Thank you for your attention.

3 replies

Shawna James
  • Community Manager
  • May 30, 2025
Hey Nicole,
 
Thank you for taking the time to provide us with your feedback. This has been logged for our PM team to review. For others who may be interested in this feature request, please add your support by upvoting this post and/or adding your use case to the comments below. Thank you again!

Tiphaine
  • December 6, 2025

Thank you Nicole for raising this exact issue.
 

I have just migrated my Shopify store support to Zendesk and am encountering the same problem with my Shopify sitemaps.
 

The strictness of the crawler's validation policies is severely limiting our ability to properly index product content. Specifically:

  1. URL Parameters Rejection: browsers (and crawlers) consider any parameters after the ‘?’ (e.g., used for filtering specific sitemap sections like products) as part of the file name.
  2. Overly Restrictive Regex: It appears the Regular Expression (Regex) used by Zendesk to validate XML sitemap URLs is far too restrictive and does not accommodate standard e-commerce sitemap structures (Bigcommerce, Shopify, etc.).

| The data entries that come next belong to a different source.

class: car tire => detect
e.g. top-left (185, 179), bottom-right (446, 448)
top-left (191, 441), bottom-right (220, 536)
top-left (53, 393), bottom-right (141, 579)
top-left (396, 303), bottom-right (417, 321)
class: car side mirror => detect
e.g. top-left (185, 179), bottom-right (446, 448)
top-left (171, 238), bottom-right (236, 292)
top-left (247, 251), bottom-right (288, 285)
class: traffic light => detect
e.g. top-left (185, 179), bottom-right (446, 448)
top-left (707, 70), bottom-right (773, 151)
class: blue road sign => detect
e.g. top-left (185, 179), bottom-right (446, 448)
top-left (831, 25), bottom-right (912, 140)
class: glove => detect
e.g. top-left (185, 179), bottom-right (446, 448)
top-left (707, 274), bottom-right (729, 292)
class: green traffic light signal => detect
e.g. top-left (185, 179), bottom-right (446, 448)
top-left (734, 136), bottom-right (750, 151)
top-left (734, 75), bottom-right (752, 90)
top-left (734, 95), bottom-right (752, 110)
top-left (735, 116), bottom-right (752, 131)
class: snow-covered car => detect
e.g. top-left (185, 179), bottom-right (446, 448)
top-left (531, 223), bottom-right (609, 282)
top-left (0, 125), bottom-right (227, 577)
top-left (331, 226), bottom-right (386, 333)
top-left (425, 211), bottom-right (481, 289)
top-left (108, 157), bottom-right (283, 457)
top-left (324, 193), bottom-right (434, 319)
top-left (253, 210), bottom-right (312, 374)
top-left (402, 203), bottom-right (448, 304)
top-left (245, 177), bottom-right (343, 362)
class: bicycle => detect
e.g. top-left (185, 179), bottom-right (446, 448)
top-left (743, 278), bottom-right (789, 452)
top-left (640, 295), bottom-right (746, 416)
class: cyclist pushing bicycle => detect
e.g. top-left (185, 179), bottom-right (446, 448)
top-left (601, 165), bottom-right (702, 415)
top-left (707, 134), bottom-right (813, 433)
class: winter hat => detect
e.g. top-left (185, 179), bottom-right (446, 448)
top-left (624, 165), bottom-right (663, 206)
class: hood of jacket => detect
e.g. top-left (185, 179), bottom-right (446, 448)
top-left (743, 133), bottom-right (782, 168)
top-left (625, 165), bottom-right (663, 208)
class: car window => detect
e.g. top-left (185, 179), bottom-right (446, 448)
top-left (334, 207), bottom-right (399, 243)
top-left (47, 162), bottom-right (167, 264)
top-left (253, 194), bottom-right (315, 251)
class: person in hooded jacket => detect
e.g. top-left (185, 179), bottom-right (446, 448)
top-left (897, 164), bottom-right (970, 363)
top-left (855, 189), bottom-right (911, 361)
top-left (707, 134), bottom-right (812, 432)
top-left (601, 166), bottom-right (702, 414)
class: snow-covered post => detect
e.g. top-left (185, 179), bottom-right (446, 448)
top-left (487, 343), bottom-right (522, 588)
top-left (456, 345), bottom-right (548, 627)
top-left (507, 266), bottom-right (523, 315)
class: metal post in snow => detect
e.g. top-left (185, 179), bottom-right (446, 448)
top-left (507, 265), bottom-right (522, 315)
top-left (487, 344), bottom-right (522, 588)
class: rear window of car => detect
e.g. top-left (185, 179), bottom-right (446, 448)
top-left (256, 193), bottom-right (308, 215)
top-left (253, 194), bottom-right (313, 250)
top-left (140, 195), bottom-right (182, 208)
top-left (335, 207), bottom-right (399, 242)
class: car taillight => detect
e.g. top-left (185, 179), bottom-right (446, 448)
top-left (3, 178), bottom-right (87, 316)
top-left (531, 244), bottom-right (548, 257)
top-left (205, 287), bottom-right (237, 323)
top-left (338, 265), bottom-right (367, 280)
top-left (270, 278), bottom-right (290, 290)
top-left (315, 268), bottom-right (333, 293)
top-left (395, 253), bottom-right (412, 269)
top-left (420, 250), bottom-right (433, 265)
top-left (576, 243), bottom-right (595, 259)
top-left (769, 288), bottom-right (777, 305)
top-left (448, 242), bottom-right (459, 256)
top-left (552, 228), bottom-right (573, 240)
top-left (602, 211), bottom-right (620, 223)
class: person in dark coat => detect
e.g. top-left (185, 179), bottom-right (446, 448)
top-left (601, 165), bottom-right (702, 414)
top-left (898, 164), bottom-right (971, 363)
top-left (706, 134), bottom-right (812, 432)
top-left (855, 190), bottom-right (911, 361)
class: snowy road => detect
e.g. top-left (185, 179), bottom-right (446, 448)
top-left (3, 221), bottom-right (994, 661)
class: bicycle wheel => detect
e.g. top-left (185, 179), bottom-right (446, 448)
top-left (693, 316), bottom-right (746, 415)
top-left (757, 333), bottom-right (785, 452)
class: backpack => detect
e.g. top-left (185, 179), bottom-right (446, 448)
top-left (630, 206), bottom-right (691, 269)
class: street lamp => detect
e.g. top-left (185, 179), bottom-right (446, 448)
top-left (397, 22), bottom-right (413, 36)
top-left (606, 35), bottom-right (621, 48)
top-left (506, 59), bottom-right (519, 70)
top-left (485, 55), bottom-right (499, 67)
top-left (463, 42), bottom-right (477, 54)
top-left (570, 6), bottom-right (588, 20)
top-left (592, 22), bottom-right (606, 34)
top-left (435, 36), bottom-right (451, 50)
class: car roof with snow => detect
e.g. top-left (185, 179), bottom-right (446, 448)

These limitations completely defeat the purpose of using the crawler for large e-commerce catalogs.

 

I strongly support the request to review the sitemap validation policies.

 

Could you update us on this?

Big thanks,

 

Tiphaine


  • Newcomer
  • December 10, 2025

I agree that we need more control over the crawler. Strictly basing it on the sitemap is very limiting. It would be great if we could manually add or remove pages that are not included as part of the sitemap as additional content sources. In our case, we exclude some pages from our sitemap or we have tags in the head so they don't appear on Google or other search engines, but those content sources would still be useful for our AI Agent. Just because we don't want a page to be indexed on Google doesn't mean that it's not a relevant content source for an AI Agent.